What we look for is that pause of discomfort in which we are forced to see everything as it is and not escape it.

This is the pause that allows us to process our emotions and thoughts and eventually think clearly and make sense of what happens around us.

If you try to fix or stop what happens in that discomfort without giving it the time it needs apart from becoming a habit you are repressing those things and stuffing it in the body and in the back of the mind ( to be found later when the last drop lands in the glass and everything spills).

Pexels– Rendy Maulana

I will use an analogy.

A dog barks when the doorbell rings. Frantically. It won’t stop barking until someone opens the door and they see who it is, or goes to the window and looks out. The dog is barking to keep the house safe, it goes into survival mode and its puppy charm and calmness go away, nothing can distract it from barking. If the dog were trained it would learn to go look who it is or completely pause the barking and wait patiently for someone to open the door.

The dog is our brain, the doorbell is any conflict or emotions that we are presented with.

The brain wants to stop those emotions by fixing everything around them (in the case of the dog barking like crazy to notify the entire neighbourhood).

The dog is in survival mode to keep its house safe and shuts off its calmness and puppy charm in the same way that the brain shuts off the mind when it goes into survival mode.

The only thing the dog needs to do is to either peak out of the window or wait for someone to open the door to see who it is, just like we need the pause of discomfort to see everything as it is to not escape it or rush to fix it.

If the dog is not trained it will keep barking every time the doorbell rings and it will not learn to peak out of the window, this is how we create the habit of wanting to fix everything instantly as well.

And I’m not saying that changing this is as easy as training a dog, cause a dog obviously can’t train itself. But it is about the mind taking the leash and the control to allow the survival mode of the brain to sit back down while the mind stays in the discomfort of figuring out what is going on around us without causing more confusion.

I know it can be even more uncomfortable to sit and observe when we have a bunch of already uncomfortable things going crazy around us. But when we don’t, we act on impulse and just like the dog we stop being able to fully control what we do.

Now how do we train that little puppy?

It takes time, it takes patience and it takes a lot of love.

We need to make the brain feel safe. We need to show it that even if it stops trying to fix and solve everything for a second that it will be fine. It will be safe. That we are just stepping back to look at things more calmly and to fully process our emotions instead of getting rid of them.

We can do this by learning different ways to create mindfulness and process emotions in the body. With modalities like yoga or EFT.

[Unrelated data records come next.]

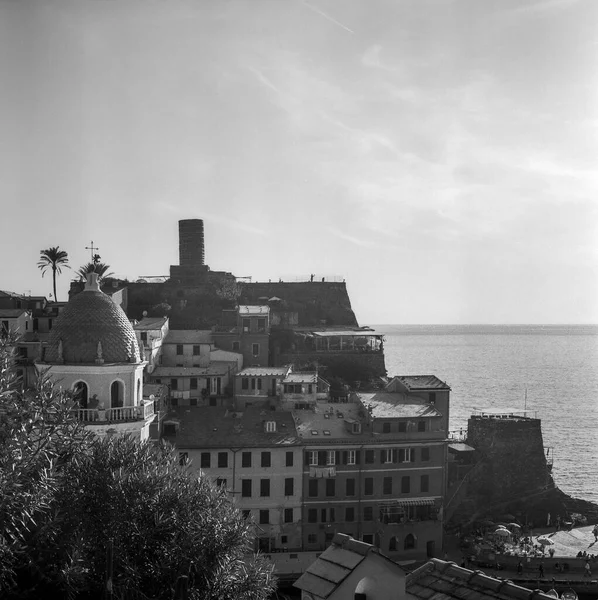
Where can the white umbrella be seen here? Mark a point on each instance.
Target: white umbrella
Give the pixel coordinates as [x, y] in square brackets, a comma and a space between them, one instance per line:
[545, 542]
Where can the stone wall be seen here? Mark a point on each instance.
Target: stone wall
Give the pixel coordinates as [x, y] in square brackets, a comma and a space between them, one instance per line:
[317, 303]
[511, 473]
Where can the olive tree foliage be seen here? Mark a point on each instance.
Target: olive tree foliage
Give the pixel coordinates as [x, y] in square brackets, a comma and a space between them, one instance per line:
[162, 521]
[66, 496]
[38, 436]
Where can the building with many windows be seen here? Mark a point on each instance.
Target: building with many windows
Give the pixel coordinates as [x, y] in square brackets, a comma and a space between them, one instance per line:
[256, 455]
[374, 468]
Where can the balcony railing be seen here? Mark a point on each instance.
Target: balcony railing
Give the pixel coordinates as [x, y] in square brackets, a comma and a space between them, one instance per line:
[116, 415]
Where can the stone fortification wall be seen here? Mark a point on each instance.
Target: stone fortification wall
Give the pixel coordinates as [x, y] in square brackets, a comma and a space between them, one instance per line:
[512, 471]
[347, 365]
[317, 303]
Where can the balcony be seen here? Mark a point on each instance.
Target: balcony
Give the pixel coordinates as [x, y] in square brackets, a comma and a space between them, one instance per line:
[117, 415]
[322, 472]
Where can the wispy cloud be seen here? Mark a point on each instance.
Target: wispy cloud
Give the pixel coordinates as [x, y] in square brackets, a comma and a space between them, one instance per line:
[328, 17]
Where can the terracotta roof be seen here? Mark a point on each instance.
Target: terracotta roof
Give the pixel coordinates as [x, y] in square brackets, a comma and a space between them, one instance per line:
[211, 427]
[11, 313]
[263, 372]
[188, 336]
[422, 382]
[446, 580]
[392, 405]
[150, 323]
[88, 318]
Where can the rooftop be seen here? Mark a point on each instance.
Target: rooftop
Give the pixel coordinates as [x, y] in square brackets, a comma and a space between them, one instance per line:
[422, 382]
[248, 310]
[210, 427]
[188, 336]
[301, 377]
[214, 369]
[392, 405]
[264, 372]
[149, 323]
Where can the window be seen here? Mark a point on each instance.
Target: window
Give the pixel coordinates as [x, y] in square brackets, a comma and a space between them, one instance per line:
[406, 455]
[350, 487]
[289, 486]
[424, 484]
[387, 485]
[330, 487]
[313, 488]
[264, 488]
[409, 542]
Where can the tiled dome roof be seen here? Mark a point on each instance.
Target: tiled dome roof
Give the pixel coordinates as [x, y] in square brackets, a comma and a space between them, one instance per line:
[88, 318]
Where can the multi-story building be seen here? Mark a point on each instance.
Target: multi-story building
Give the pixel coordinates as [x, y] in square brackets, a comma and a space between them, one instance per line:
[246, 330]
[195, 372]
[256, 455]
[374, 468]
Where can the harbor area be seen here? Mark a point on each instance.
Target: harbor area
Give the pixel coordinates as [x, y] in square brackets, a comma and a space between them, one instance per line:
[539, 559]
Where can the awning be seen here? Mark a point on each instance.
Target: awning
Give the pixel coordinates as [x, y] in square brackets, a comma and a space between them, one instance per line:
[410, 502]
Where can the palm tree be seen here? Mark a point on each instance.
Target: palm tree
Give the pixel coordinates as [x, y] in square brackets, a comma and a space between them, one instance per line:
[95, 267]
[55, 259]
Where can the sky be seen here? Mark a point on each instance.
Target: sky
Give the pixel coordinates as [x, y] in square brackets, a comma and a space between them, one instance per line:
[439, 155]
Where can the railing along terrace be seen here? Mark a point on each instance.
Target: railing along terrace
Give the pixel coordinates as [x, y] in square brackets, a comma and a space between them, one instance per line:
[112, 415]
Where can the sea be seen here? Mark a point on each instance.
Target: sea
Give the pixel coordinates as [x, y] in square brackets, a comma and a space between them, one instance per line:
[550, 370]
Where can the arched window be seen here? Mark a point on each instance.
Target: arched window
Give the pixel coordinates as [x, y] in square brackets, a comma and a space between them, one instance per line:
[81, 393]
[410, 541]
[116, 394]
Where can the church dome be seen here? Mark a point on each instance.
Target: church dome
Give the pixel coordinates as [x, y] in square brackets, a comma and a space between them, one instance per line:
[92, 329]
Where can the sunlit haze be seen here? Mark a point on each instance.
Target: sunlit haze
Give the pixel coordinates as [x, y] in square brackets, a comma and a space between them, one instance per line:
[438, 155]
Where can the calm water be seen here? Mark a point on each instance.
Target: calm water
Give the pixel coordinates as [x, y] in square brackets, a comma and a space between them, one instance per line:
[491, 367]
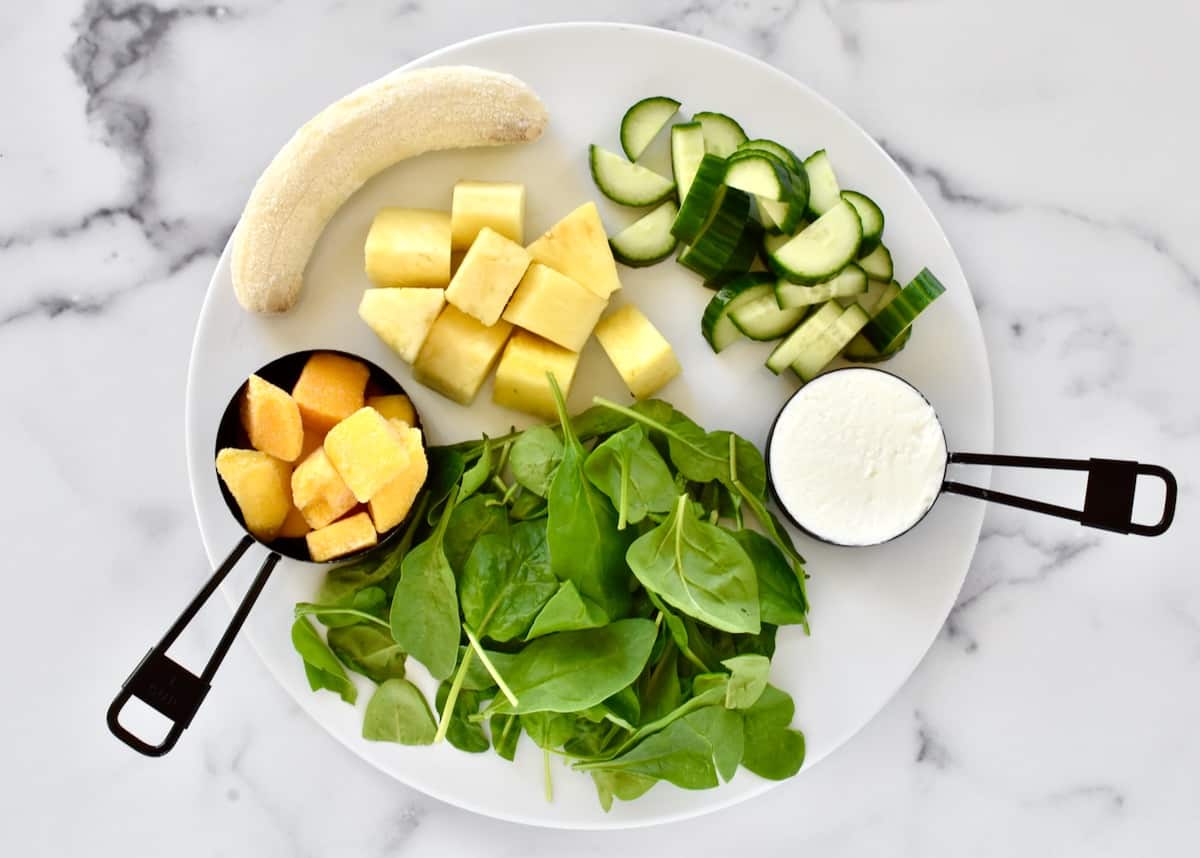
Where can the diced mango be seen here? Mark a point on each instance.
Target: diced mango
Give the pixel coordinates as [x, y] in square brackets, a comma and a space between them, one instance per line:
[459, 354]
[479, 204]
[579, 247]
[409, 247]
[641, 354]
[402, 318]
[390, 504]
[366, 451]
[487, 277]
[555, 306]
[259, 484]
[319, 492]
[330, 389]
[342, 538]
[521, 379]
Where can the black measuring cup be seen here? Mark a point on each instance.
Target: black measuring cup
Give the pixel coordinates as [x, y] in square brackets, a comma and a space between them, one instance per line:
[160, 682]
[1108, 496]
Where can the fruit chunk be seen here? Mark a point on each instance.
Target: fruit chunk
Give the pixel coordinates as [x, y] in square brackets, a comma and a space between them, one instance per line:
[271, 419]
[459, 354]
[555, 306]
[641, 354]
[342, 538]
[498, 205]
[487, 277]
[579, 247]
[319, 492]
[402, 317]
[521, 375]
[409, 247]
[390, 504]
[259, 485]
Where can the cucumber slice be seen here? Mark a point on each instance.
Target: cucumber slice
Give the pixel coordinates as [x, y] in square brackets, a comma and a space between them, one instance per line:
[687, 153]
[799, 339]
[822, 249]
[627, 183]
[895, 316]
[717, 325]
[723, 136]
[643, 121]
[823, 190]
[877, 264]
[871, 216]
[648, 239]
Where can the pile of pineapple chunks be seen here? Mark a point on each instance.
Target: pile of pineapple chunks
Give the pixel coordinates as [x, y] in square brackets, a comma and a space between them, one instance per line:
[327, 462]
[531, 309]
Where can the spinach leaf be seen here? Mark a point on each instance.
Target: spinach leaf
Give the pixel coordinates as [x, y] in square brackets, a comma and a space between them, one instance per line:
[700, 569]
[570, 671]
[397, 712]
[321, 666]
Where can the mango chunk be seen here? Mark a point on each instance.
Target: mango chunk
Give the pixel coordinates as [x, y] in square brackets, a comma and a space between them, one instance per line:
[342, 538]
[409, 247]
[259, 484]
[366, 451]
[555, 306]
[521, 379]
[330, 389]
[459, 354]
[487, 277]
[637, 349]
[390, 504]
[319, 492]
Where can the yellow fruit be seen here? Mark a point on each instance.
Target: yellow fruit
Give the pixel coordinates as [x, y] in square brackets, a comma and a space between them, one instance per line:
[402, 317]
[478, 204]
[641, 354]
[579, 247]
[342, 538]
[555, 306]
[409, 247]
[487, 277]
[521, 375]
[459, 354]
[259, 485]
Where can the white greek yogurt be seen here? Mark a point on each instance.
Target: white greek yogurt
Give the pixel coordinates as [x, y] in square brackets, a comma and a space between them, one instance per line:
[857, 456]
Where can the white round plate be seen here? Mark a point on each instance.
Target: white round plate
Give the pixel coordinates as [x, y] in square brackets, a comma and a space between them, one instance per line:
[875, 611]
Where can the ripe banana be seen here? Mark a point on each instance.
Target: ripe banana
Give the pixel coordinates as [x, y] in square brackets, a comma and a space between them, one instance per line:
[397, 117]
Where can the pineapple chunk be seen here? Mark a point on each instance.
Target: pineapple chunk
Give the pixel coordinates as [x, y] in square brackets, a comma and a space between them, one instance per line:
[555, 306]
[409, 247]
[487, 277]
[402, 318]
[390, 504]
[366, 451]
[342, 538]
[330, 389]
[271, 419]
[521, 379]
[479, 204]
[259, 485]
[319, 492]
[459, 354]
[641, 354]
[579, 247]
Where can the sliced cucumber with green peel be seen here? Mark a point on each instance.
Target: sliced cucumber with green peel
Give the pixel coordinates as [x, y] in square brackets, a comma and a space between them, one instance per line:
[627, 183]
[723, 136]
[648, 239]
[643, 121]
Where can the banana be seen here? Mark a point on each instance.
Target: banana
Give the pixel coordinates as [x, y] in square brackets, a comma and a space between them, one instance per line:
[397, 117]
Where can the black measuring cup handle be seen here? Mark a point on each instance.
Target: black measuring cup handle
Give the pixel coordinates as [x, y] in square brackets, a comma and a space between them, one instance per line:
[1108, 499]
[169, 688]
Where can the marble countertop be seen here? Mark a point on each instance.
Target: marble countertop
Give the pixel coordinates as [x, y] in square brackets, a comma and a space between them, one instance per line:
[1056, 143]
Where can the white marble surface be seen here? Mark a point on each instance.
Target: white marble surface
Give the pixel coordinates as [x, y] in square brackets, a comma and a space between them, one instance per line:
[1056, 143]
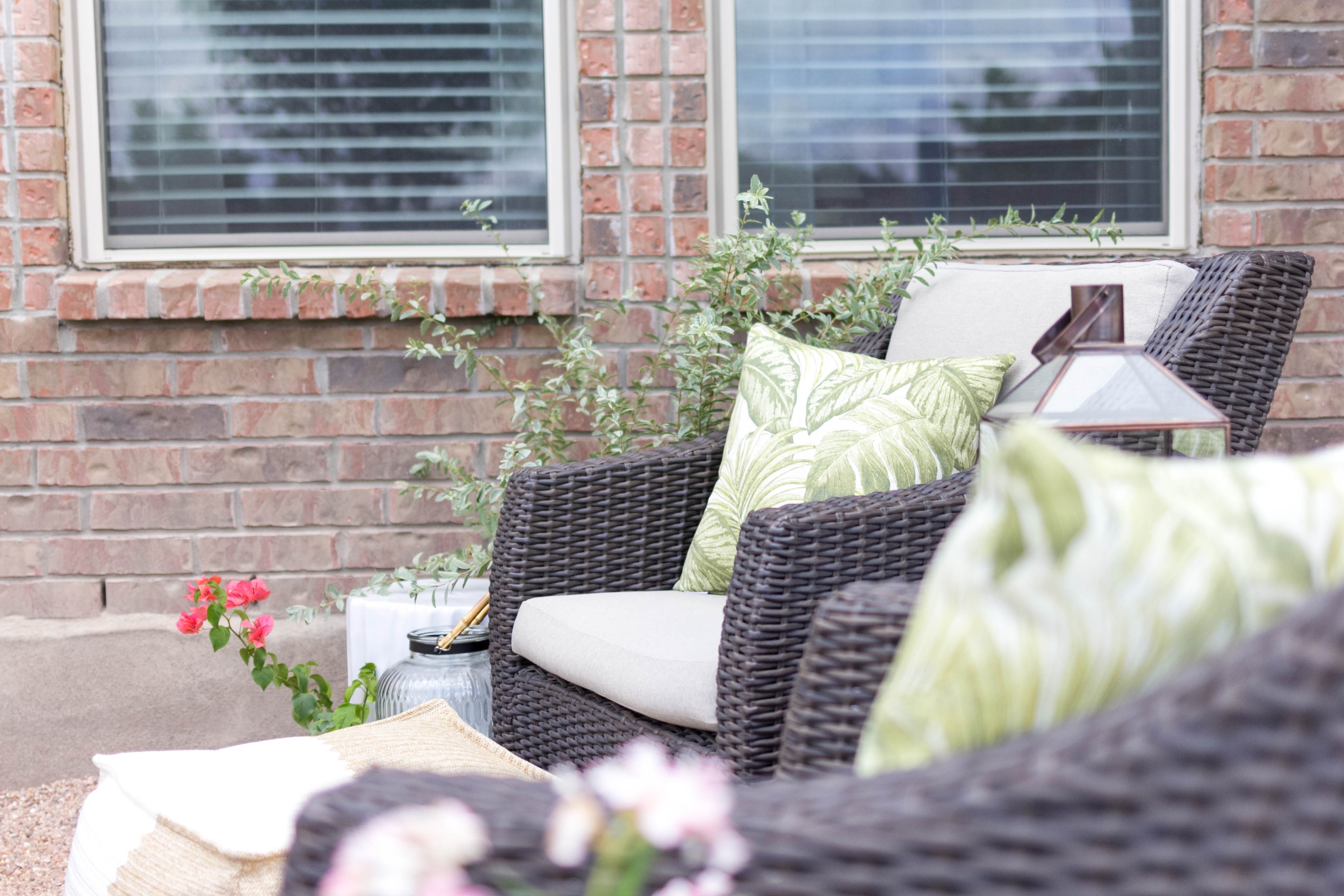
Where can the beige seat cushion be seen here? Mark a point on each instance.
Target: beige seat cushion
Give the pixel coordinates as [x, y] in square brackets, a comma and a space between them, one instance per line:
[652, 652]
[991, 309]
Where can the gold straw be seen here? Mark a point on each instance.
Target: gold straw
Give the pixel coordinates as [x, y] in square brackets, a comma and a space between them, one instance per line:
[468, 618]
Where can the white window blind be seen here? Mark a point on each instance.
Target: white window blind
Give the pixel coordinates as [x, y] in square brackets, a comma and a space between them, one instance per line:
[240, 123]
[864, 109]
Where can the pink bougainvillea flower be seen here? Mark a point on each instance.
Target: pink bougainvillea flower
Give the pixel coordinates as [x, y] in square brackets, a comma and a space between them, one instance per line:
[259, 629]
[189, 623]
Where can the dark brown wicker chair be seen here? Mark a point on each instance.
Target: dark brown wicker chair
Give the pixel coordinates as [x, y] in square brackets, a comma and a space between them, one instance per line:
[1229, 781]
[625, 524]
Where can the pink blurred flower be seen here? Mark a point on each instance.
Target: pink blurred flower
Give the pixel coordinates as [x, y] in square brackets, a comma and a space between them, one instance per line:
[413, 851]
[259, 629]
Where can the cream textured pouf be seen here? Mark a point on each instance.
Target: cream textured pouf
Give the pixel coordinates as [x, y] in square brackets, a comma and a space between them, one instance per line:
[189, 823]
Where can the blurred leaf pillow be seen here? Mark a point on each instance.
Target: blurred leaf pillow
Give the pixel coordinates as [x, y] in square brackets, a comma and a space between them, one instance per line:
[1079, 576]
[814, 424]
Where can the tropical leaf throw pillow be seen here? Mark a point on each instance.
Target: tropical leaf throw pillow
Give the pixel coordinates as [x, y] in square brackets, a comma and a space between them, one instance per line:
[1079, 576]
[812, 424]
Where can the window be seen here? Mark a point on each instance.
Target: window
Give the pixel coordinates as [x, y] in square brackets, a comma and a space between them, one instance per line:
[902, 109]
[324, 128]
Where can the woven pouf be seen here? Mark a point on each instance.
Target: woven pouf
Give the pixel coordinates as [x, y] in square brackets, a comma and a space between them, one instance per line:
[187, 823]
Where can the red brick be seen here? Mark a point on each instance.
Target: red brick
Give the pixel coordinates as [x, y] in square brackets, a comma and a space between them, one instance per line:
[603, 281]
[596, 15]
[1297, 226]
[37, 106]
[53, 598]
[647, 236]
[597, 57]
[1229, 49]
[303, 463]
[597, 101]
[39, 291]
[511, 293]
[222, 296]
[1300, 11]
[643, 54]
[643, 15]
[99, 379]
[42, 198]
[1265, 92]
[603, 194]
[560, 289]
[601, 237]
[304, 418]
[324, 506]
[177, 510]
[687, 56]
[269, 553]
[644, 146]
[260, 338]
[41, 512]
[127, 295]
[37, 424]
[119, 557]
[76, 299]
[1228, 139]
[1315, 358]
[21, 558]
[1269, 182]
[178, 295]
[44, 245]
[599, 147]
[384, 550]
[643, 101]
[246, 377]
[42, 151]
[1229, 227]
[687, 15]
[390, 461]
[686, 234]
[650, 283]
[1299, 138]
[142, 339]
[463, 292]
[15, 467]
[646, 191]
[37, 61]
[151, 465]
[24, 335]
[482, 414]
[36, 18]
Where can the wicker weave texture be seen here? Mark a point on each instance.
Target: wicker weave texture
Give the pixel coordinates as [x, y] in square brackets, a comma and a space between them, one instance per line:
[854, 637]
[1229, 781]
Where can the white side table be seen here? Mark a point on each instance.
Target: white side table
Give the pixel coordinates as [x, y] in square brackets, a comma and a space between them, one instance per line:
[377, 624]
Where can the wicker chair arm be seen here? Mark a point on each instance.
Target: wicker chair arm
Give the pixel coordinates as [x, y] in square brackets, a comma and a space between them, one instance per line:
[607, 524]
[854, 636]
[791, 558]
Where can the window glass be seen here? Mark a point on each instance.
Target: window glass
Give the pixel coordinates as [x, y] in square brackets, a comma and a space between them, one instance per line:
[229, 123]
[864, 109]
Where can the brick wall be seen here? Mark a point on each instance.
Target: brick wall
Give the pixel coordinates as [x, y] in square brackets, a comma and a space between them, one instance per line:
[163, 424]
[1275, 177]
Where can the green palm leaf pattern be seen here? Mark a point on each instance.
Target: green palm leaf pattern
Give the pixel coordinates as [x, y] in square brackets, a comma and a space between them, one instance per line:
[812, 422]
[1079, 576]
[884, 441]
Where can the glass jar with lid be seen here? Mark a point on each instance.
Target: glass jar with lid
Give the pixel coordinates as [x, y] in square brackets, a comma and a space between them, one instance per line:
[460, 675]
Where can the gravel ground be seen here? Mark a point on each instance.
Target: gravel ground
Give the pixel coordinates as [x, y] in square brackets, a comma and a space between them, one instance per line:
[36, 831]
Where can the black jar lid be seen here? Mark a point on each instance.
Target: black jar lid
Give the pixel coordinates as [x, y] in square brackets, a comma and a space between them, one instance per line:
[472, 640]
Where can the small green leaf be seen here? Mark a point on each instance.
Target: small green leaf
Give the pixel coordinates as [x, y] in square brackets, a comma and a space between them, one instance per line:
[218, 637]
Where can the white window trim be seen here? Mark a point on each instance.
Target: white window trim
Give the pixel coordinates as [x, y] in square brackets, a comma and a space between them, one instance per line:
[88, 217]
[1182, 139]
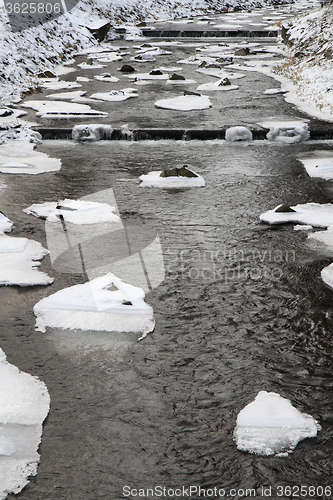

We can also help with this by learning to sit with the discomfort and allow ourselves to actually feel the emotions and thoughts that come up.

Pexels– Anete Lusina

Here are some prompts that will guide you in understanding that discomfort and your tendency to fix everything:

You can go through this list of questions for different things you tend to run away from

  1. When you feel the need to fix everything, what do you think will happen if you don’t?
  2. What fears come up when you think of not being able to solve a problem?
  3. What tends to happen when you act on impulse and avoid your emotions and instantly try to solve the conflict?
  4. What does your body think will happen if it sits with discomfort vs what does your mind think?
  5. If you created the habit of sitting in discomfort, what would be the best possible outcome?

This last question has the most powerful impact. It is important to always ask ourselves what would happen if we did a different thing from our normal routine. Remember the butterfly effect. A flap of a butterfly’s wing can create a hurricane somewhere else. So any small changes you make for the best can improve your life drastically.

Hint: improve not “fix.”

Enjoy your humanness and enjoy your mistakes, at the end of the day the process with which we learn something is the most powerful.